- Online ASD information quality varies by language; English-language websites are more complete and marginally more accurate than Romanian-language websites.
- Among chatbots, targeted item-specific questioning produces significantly higher accuracy than single broad queries in both English and Romanian.
- Differences between chatbot models were not robust after correction; interpret findings cautiously due to temporal gap between website and chatbot data collection.
JMIR Form Res. 2026 Jul 13;10:e85196. doi: 10.2196/85196.
ABSTRACT
BACKGROUND: Parents increasingly consult the internet, both websites and, more recently, artificial intelligence chatbots, for information on autism spectrum disorder (ASD). However, the comparative quality of these two source types, especially across languages, remains underexplored.
OBJECTIVE: This study aimed to assess the completeness and accuracy of ASD information delivered by websites and 5 popular artificial intelligence chatbots and determine whether performance differs between English and Romanian content.
METHODS: In a cross-sectional design, 25 English-language and 25 Romanian-language websites and the responses of ChatGPT, Gemini, Claude, Copilot, and DeepSeek were evaluated. Content was benchmarked against a 24-item checklist, yielding completeness and accuracy scores. Chatbots were tested in 2 scenarios: a single broad query (A) and 24 item-specific queries (B).
RESULTS: Websites achieved higher completeness in English than in Romanian (6.9 vs 5.1; P=.007) and marginally higher accuracy (6.9 vs 6.1; P=.045). In scenario A, chatbot completeness (English: 5.3 vs Romanian: 6.2; P=.15) and accuracy (English: 6.0 vs Romanian: 5.6; P=.32) did not show significant differences by language. In the single-query scenario, websites showed higher accuracy than chatbots in both English (6.9 vs 6.0; P=.19) and Romanian (6.1 vs 5.6; P=.53), with neither difference reaching statistical significance. Conversely, item-specific questioning favored chatbots, which yielded higher accuracy scores than websites in English (8.3 vs 6.9; P=.053) and Romanian (8.0 vs 6.1; P=.007). Accuracy scores improved significantly from the single-query to the item-specific scenario (English: 6.0 vs 8.3; P=.002; Romanian: 5.6 vs 8.0; P=.001). While an initial analysis suggested variation in performance between chatbots (repeated measures ANOVA; P=.005), pairwise differences between individual models did not remain significant after adjustment for multiple testing.

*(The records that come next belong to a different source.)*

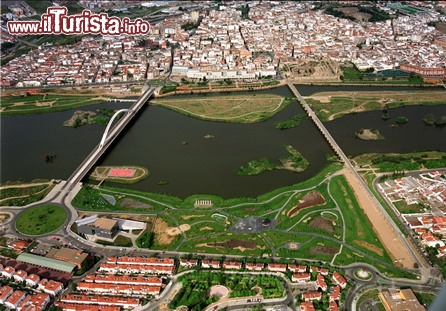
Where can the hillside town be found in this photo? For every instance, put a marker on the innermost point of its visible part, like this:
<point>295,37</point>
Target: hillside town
<point>219,42</point>
<point>104,256</point>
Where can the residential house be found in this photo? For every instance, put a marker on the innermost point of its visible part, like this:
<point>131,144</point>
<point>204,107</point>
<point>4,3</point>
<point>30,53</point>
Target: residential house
<point>335,293</point>
<point>20,275</point>
<point>277,267</point>
<point>50,287</point>
<point>251,266</point>
<point>14,300</point>
<point>307,306</point>
<point>237,265</point>
<point>5,292</point>
<point>312,295</point>
<point>188,263</point>
<point>8,272</point>
<point>301,277</point>
<point>338,279</point>
<point>32,280</point>
<point>320,282</point>
<point>209,263</point>
<point>297,268</point>
<point>35,302</point>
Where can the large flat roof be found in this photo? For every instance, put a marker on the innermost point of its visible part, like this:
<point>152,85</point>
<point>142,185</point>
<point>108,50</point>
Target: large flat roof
<point>46,262</point>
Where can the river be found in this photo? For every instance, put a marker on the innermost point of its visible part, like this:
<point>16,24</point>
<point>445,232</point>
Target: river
<point>156,139</point>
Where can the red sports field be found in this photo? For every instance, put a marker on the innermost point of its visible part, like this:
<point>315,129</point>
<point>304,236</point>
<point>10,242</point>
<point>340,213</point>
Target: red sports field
<point>121,172</point>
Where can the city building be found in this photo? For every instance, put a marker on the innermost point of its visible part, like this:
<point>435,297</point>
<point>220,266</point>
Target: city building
<point>101,227</point>
<point>400,300</point>
<point>69,255</point>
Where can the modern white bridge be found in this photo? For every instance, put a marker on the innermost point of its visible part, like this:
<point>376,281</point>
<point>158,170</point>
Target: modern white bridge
<point>109,136</point>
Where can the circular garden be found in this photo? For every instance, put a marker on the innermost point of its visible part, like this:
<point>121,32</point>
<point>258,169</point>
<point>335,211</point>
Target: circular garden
<point>41,219</point>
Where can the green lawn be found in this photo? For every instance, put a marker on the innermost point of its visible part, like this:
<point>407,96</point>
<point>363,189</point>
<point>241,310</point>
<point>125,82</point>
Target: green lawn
<point>41,219</point>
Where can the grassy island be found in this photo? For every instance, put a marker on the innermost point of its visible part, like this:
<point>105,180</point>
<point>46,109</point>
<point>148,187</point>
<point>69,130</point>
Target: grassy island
<point>295,163</point>
<point>80,117</point>
<point>241,108</point>
<point>293,122</point>
<point>369,134</point>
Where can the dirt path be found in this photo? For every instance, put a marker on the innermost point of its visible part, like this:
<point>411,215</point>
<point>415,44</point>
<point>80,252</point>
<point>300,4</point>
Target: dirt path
<point>390,240</point>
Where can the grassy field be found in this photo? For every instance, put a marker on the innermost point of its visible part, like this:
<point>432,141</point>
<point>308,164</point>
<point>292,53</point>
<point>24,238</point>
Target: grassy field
<point>101,172</point>
<point>42,103</point>
<point>228,108</point>
<point>24,194</point>
<point>315,232</point>
<point>394,162</point>
<point>41,219</point>
<point>332,105</point>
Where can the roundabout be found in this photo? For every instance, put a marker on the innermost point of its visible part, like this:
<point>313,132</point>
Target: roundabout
<point>41,219</point>
<point>363,274</point>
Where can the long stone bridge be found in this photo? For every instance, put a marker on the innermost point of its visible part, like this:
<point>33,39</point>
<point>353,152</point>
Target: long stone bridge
<point>107,139</point>
<point>361,185</point>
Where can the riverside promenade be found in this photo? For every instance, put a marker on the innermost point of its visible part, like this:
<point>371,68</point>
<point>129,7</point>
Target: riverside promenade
<point>388,232</point>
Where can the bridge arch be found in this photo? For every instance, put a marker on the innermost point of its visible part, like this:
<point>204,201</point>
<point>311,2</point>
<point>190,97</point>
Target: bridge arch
<point>107,129</point>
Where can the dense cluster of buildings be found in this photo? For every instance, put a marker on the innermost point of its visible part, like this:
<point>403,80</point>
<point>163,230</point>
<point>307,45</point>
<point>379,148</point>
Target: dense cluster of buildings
<point>428,190</point>
<point>225,45</point>
<point>14,298</point>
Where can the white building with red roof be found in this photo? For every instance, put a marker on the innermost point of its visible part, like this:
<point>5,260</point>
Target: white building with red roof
<point>251,266</point>
<point>32,280</point>
<point>277,267</point>
<point>307,306</point>
<point>338,279</point>
<point>227,264</point>
<point>210,263</point>
<point>124,302</point>
<point>8,272</point>
<point>5,292</point>
<point>35,302</point>
<point>320,282</point>
<point>14,300</point>
<point>335,293</point>
<point>20,275</point>
<point>188,263</point>
<point>301,277</point>
<point>312,295</point>
<point>50,287</point>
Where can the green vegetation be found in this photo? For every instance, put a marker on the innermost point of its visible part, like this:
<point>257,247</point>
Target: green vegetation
<point>335,105</point>
<point>43,103</point>
<point>240,108</point>
<point>120,240</point>
<point>316,229</point>
<point>394,162</point>
<point>432,254</point>
<point>145,240</point>
<point>401,120</point>
<point>295,162</point>
<point>40,219</point>
<point>425,298</point>
<point>102,172</point>
<point>369,134</point>
<point>430,119</point>
<point>196,285</point>
<point>293,122</point>
<point>21,195</point>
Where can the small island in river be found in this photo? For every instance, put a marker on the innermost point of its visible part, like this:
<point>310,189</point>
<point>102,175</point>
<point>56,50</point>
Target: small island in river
<point>369,134</point>
<point>80,117</point>
<point>295,163</point>
<point>120,174</point>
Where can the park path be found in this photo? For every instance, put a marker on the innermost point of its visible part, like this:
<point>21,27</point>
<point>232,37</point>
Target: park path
<point>389,238</point>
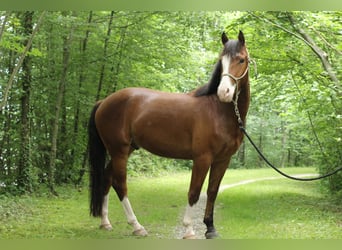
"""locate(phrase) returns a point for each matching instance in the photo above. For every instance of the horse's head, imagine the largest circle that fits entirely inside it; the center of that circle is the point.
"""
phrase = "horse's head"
(234, 60)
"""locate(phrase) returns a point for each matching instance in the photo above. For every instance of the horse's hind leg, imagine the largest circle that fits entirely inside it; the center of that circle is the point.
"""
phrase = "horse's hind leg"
(216, 174)
(105, 223)
(119, 164)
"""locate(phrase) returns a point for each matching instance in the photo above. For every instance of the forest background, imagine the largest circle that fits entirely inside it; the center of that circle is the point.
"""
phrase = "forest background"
(55, 65)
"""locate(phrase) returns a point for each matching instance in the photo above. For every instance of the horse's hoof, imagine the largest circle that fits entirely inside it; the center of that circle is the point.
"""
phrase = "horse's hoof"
(140, 232)
(211, 235)
(107, 227)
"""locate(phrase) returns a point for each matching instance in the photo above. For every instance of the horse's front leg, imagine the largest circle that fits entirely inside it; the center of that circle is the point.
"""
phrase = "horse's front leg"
(105, 223)
(216, 174)
(199, 172)
(138, 229)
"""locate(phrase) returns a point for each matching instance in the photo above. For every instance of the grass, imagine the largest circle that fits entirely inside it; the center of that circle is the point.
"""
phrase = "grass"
(262, 210)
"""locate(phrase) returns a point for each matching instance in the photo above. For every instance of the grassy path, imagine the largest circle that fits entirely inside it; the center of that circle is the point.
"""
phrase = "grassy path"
(274, 208)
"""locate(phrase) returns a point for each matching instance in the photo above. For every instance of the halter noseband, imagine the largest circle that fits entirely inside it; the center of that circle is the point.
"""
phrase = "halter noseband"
(237, 79)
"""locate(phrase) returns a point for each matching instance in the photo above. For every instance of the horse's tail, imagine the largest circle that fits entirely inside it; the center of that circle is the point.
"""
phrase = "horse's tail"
(97, 160)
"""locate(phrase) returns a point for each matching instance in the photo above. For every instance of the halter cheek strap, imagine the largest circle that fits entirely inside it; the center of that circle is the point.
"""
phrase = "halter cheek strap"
(236, 79)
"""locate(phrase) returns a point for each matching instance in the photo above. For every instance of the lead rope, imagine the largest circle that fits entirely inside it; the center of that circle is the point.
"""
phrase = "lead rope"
(242, 128)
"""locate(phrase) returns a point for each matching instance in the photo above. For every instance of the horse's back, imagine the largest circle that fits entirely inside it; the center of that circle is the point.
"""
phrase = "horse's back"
(163, 123)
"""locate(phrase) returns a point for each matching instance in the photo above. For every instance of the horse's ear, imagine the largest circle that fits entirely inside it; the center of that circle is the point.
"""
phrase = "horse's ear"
(224, 38)
(241, 38)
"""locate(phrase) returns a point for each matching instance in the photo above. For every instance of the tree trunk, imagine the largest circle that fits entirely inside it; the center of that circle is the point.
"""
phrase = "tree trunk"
(322, 55)
(18, 65)
(58, 108)
(23, 177)
(77, 113)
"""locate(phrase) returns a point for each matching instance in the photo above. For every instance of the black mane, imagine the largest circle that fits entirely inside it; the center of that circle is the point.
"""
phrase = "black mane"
(211, 87)
(231, 48)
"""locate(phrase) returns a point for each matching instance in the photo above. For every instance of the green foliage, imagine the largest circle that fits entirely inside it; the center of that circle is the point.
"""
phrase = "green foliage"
(296, 107)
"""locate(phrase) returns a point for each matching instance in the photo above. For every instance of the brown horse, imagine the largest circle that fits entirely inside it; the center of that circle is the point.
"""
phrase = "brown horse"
(200, 126)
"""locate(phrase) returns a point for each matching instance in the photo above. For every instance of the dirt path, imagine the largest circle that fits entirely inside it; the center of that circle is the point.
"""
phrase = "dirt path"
(199, 226)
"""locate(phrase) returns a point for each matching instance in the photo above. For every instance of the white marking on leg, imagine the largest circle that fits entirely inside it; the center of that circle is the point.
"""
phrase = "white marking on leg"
(132, 219)
(226, 88)
(187, 222)
(105, 223)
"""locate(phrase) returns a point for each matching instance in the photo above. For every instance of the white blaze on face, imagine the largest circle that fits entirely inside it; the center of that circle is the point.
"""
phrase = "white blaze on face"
(226, 88)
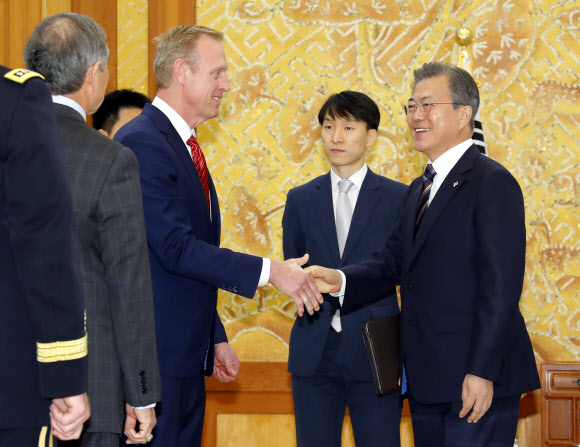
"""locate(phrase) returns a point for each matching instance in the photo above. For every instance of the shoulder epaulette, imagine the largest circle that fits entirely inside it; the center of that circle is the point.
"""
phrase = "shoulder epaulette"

CONCLUSIONS: This exploratory study indicates that the quality of online ASD information varies by language and source context. English-language websites are more complete than Romanian-language websites. Among chatbots, targeted questioning yields more accurate answers than single broad queries in both languages. The findings should be interpreted cautiously due to the temporal gap between website and chatbot data collection.